Forum Discussion

Craigus_200691's avatar
Craigus_200691
Icon for Nimbostratus rankNimbostratus
May 05, 2015

F5 Initial Setup Help, Server cannot ping network

Hi,

 

Apologies I have had my head in whitepapers and trawled Google for hours then I came across this wonderful resource!

 

I have been thrown in at the deep end, we have purchased an f5bigip2000 with the LTM module and I have been given the task of setting this up from scratch, luckily I have a network engineering background and have worked with cisco's ACE and CSS platforms before so load balancing isn't totally foreign to me .

 

ISSUE I have a problem, I have dragged all the relevant vlans to the BIGIP and created self IP's for these vlans on the BIGIP. these self IP's are pingable through the network and the F5 has a default route to an SVI on our core network that is reachable (I have pinged this via the shell).

 

When I change a server (pool members) default gateway to the BIGIP the server looses connectivity and cannot ping the rest of the network, It CAN ping the self IP for its respected vlan on the LTM but nothing past this.

 

Any ideas, I am struggling with this one!

 

APM
availability
design
security
TMOS
TMSH

5 Replies

Sort By
  • nathe's avatar
    nathe
    Icon for Cirrocumulus rankCirrocumulus
    May 05, 2015

    Craigus

     

    Have you got a virtual server configured?

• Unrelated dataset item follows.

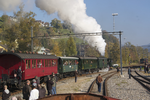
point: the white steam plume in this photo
(74, 11)
(9, 5)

The BIG-IP is a default deny box, unless there is a listener object (virtual server, snat or nat) then the box will drop traffic and not allow it through.

     

    For connectivity you may want to create a forwarding IP virtual server on 0.0.0.0/0 and all protocols.

     

    Hope this helps,

     

    N

     

  • Craigus_200691's avatar
    Craigus_200691
    Icon for Nimbostratus rankNimbostratus
    May 05, 2015

    Nathan,

     

    Thanks a-lot, that worked a treat. I can now ping the rest of the network from my servers when their gateways are on the BigIP.

     

    Is this a 'best practice' deployment option that you would see out in the field?

     

    • nathe's avatar
      nathe
      Icon for Cirrocumulus rankCirrocumulus
      May 05, 2015
      good to hear. mark up if happy. re your second question, if a bigip is configured inline then yes, a forwarding ip vs would be required for the backend to get to other key resources updates, dns etc. if in a one-arm then not normally, rather you'd configure standard virtual servers to load balance apps via the bigip
  • Craigus_200691's avatar
    Craigus_200691
    Icon for Nimbostratus rankNimbostratus
    May 05, 2015

    Ok thanks, Can I still use the 'standard' VS to perform load balancing for clients incoming in this type of setup?

     

    • nathe's avatar
      nathe
      Icon for Cirrocumulus rankCirrocumulus
      May 05, 2015
      yes, virtual servers have a precedence based on destination ip/port and, since 11.3 source ip too.